Noi di Karman ci stiamo lavorando.
We’re living submerged in a world of plastic: it wraps itself around us, closing us in.
It’s a reality with undefined, out-of-focus, torn boundaries.
Centuries of progress, lived in the belief that human wellbeing is paramount, whatever the cost,
and in the grotesque vision of throwaway culture, are jeopardising the very life of this planet.
Our evolutionary metamorphosis has stopped: the primitive being, covered in skins, the archetype
of a universe light years from our own lifestyle is ideally catching up with us again, coming full
circle.
Dressed, not in skins but in plastic, and accompanied by that stubborn survival instinct and our
fragilities, faced with our past, we are dismayed to find that we’ve regressed to the starting point,
as if thousands of years of development had led to nothing.
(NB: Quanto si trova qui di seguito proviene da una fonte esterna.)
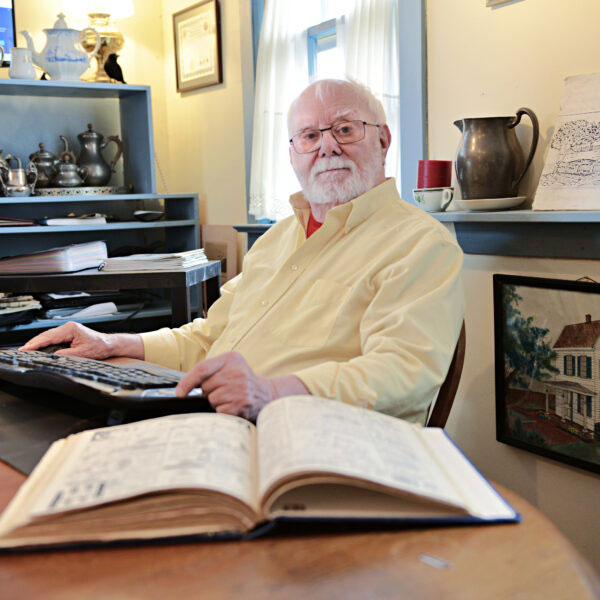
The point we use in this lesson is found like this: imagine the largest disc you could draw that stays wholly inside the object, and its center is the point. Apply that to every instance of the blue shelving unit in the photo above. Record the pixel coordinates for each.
(40, 111)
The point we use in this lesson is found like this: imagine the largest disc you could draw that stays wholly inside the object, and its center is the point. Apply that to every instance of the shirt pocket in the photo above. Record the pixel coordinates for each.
(311, 320)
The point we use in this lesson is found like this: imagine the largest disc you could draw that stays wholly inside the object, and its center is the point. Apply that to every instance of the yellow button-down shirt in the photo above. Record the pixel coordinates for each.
(366, 311)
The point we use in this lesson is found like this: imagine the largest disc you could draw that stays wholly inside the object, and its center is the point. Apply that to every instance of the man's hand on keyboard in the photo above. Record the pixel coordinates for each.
(233, 388)
(88, 343)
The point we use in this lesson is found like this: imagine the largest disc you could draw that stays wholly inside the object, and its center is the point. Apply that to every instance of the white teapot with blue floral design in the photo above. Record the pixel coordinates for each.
(63, 57)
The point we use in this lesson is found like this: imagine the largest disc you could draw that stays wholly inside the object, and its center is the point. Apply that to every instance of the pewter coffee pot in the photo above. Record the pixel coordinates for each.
(90, 157)
(68, 174)
(46, 163)
(20, 181)
(490, 162)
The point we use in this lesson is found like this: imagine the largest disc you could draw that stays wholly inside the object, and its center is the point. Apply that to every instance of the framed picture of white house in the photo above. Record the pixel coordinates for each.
(197, 36)
(547, 367)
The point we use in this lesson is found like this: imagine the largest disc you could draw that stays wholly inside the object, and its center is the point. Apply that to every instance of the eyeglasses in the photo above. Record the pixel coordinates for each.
(346, 132)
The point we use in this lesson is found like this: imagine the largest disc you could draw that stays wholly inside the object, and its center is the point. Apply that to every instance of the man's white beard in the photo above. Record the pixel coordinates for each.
(332, 192)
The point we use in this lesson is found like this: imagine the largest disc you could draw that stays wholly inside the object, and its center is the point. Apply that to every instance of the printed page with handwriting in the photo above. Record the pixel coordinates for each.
(214, 475)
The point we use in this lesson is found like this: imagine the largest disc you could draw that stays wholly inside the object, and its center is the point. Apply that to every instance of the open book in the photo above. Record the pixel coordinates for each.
(207, 474)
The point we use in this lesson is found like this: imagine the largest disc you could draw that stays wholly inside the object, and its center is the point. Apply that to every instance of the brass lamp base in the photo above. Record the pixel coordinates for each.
(110, 43)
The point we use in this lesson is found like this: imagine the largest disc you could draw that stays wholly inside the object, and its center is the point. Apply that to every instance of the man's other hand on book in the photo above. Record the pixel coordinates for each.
(88, 343)
(233, 388)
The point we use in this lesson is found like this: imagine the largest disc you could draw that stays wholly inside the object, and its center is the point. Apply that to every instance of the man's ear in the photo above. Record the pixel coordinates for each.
(385, 139)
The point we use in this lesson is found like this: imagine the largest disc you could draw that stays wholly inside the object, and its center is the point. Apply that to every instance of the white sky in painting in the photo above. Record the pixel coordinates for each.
(554, 309)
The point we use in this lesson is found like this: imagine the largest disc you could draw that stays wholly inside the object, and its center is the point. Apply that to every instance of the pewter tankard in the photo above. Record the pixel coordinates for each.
(490, 162)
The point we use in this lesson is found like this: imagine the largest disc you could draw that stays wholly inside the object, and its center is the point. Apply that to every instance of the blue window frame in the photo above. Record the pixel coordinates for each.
(257, 15)
(320, 38)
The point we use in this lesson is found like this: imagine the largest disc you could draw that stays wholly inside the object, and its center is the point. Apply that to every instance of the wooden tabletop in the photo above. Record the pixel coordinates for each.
(527, 560)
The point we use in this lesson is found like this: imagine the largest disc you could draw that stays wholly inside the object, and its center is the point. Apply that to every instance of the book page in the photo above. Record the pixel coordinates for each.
(208, 451)
(300, 434)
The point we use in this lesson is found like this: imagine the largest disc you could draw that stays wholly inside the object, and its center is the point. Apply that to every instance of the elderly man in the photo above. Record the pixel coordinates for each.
(356, 297)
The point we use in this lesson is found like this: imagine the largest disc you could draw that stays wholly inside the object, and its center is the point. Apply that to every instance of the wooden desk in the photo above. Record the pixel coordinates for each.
(179, 281)
(527, 560)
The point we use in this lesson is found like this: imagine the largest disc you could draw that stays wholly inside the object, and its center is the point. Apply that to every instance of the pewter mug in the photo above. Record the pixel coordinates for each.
(490, 162)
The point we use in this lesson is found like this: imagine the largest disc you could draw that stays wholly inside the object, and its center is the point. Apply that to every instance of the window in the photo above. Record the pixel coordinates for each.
(380, 43)
(569, 364)
(325, 58)
(585, 366)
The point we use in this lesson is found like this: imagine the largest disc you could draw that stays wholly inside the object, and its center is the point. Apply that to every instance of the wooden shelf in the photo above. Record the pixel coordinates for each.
(68, 89)
(102, 198)
(528, 233)
(126, 225)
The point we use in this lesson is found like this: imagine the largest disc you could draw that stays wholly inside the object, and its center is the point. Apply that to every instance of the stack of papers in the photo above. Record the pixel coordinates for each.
(72, 219)
(155, 262)
(66, 259)
(10, 304)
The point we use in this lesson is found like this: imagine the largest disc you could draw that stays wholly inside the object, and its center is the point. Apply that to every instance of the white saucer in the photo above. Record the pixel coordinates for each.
(490, 203)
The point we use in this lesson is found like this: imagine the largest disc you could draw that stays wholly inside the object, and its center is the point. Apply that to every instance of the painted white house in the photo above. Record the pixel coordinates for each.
(577, 385)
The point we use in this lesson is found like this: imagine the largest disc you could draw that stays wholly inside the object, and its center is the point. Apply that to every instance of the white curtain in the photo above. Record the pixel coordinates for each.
(369, 41)
(367, 35)
(281, 74)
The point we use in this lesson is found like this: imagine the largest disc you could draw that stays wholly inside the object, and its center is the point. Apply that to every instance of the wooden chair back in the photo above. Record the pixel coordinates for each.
(445, 399)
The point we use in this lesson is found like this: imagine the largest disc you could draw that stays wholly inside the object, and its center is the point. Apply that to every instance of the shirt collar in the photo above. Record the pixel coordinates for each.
(351, 213)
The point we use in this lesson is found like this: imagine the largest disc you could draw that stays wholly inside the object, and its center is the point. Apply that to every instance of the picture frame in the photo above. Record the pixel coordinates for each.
(547, 367)
(197, 39)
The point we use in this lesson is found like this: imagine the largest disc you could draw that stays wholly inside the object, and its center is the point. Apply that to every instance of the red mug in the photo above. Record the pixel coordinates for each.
(434, 173)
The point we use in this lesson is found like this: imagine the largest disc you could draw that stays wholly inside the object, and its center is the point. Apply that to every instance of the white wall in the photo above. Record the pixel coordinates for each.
(485, 62)
(206, 142)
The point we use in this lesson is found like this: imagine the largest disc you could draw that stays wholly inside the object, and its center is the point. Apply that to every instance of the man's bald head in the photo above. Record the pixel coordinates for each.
(331, 169)
(356, 94)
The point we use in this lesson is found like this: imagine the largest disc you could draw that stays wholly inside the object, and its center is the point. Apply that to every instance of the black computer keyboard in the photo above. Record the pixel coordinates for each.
(113, 386)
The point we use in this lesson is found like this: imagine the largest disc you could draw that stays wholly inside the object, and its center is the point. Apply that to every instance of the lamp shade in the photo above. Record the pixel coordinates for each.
(117, 9)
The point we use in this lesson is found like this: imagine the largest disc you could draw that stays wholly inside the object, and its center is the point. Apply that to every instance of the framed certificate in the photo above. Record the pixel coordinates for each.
(197, 36)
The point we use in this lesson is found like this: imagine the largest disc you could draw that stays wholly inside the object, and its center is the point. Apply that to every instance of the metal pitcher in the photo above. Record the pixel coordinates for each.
(490, 162)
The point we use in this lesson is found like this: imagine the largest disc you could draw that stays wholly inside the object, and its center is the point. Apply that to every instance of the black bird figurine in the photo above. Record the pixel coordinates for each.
(113, 69)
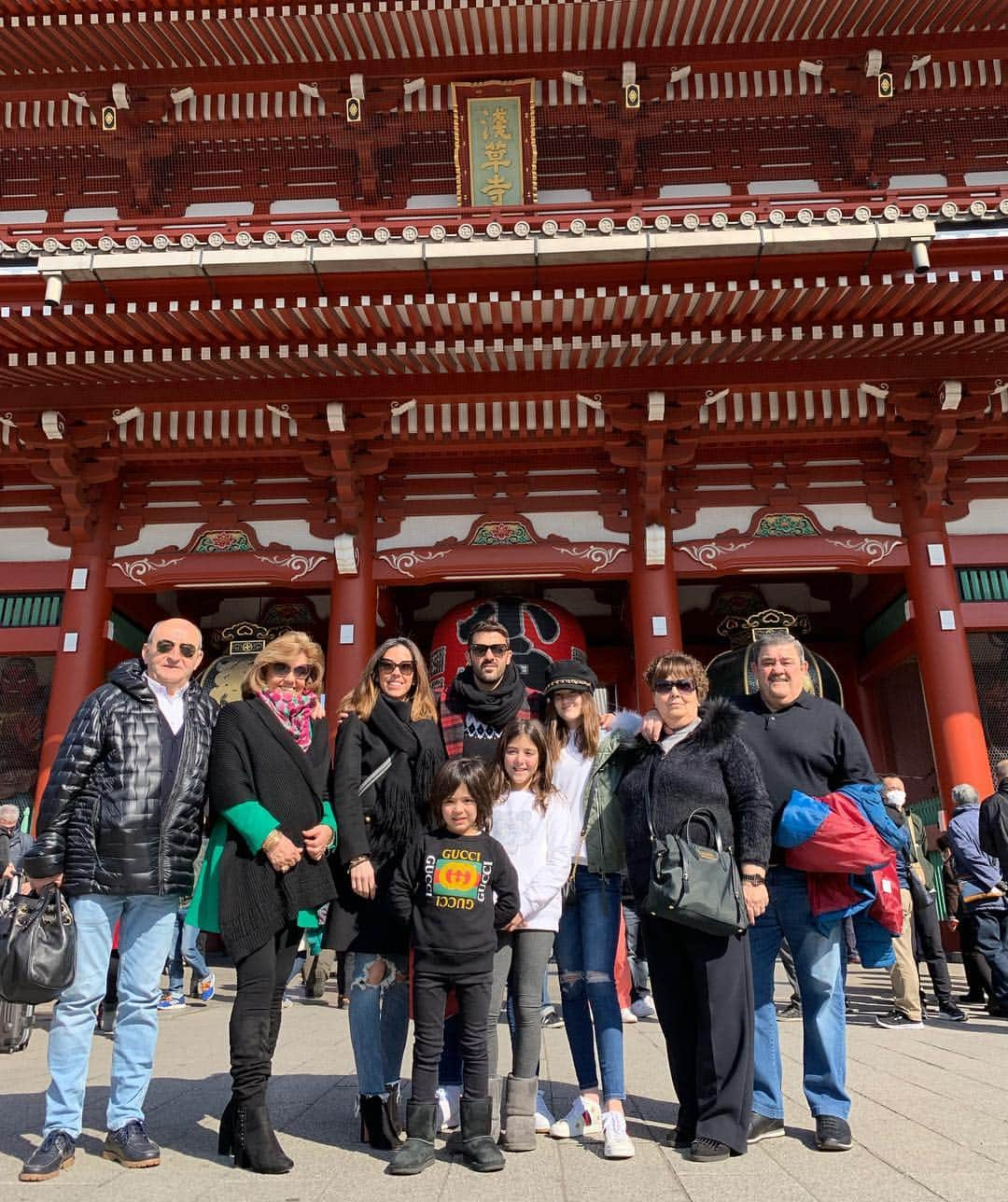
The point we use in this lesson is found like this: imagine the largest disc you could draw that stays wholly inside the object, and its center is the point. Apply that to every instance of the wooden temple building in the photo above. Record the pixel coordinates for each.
(655, 314)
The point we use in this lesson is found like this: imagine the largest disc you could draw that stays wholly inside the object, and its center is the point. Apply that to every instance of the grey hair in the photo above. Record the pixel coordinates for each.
(778, 638)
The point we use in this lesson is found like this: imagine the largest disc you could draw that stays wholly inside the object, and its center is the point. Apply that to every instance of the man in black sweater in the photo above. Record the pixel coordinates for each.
(806, 743)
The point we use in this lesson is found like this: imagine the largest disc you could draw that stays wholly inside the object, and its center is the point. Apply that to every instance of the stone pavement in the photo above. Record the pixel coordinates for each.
(930, 1121)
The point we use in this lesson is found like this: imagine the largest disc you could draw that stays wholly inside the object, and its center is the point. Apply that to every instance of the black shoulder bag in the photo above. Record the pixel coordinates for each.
(695, 885)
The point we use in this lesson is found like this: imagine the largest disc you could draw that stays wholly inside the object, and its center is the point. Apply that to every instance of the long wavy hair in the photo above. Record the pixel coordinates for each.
(540, 785)
(585, 737)
(365, 696)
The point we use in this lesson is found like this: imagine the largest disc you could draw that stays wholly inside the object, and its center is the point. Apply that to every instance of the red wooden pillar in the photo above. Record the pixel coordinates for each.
(944, 655)
(352, 626)
(79, 662)
(653, 599)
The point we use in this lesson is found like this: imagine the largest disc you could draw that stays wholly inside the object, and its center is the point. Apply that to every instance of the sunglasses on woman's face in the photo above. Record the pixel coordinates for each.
(664, 688)
(185, 650)
(301, 672)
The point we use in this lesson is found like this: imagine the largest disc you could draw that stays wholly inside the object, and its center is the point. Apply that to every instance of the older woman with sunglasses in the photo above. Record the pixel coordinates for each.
(388, 750)
(702, 984)
(266, 875)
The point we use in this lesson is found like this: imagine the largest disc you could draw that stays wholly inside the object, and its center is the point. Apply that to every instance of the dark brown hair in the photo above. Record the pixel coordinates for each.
(473, 776)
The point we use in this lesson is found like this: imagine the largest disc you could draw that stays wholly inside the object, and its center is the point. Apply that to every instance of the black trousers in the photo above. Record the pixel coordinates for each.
(430, 992)
(255, 1016)
(928, 947)
(702, 985)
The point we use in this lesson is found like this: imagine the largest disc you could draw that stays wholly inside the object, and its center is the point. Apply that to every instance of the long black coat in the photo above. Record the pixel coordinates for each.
(101, 821)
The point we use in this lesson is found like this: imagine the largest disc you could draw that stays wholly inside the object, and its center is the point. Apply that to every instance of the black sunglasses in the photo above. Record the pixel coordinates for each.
(301, 672)
(665, 687)
(185, 650)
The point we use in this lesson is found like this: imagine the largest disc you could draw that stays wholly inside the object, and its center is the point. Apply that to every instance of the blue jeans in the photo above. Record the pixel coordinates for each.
(585, 954)
(817, 962)
(185, 945)
(379, 1019)
(146, 930)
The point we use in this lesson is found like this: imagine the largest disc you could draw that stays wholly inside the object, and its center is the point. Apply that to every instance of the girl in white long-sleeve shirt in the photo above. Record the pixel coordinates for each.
(532, 823)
Alone, with our vulnerabilities and paltry beliefs, like those beings from long ago, confined in our
makeshift home, we cling to the force that reassures us most, to the vital warmth of a hypothetical
fire, to a light that will be our salvation.
We must start again from that light, whether metaphorical or real, and rebuild a different vision
of life: a life - if possible - free from misleading development models, and from plastic.
Here at Karman, we’re working on it.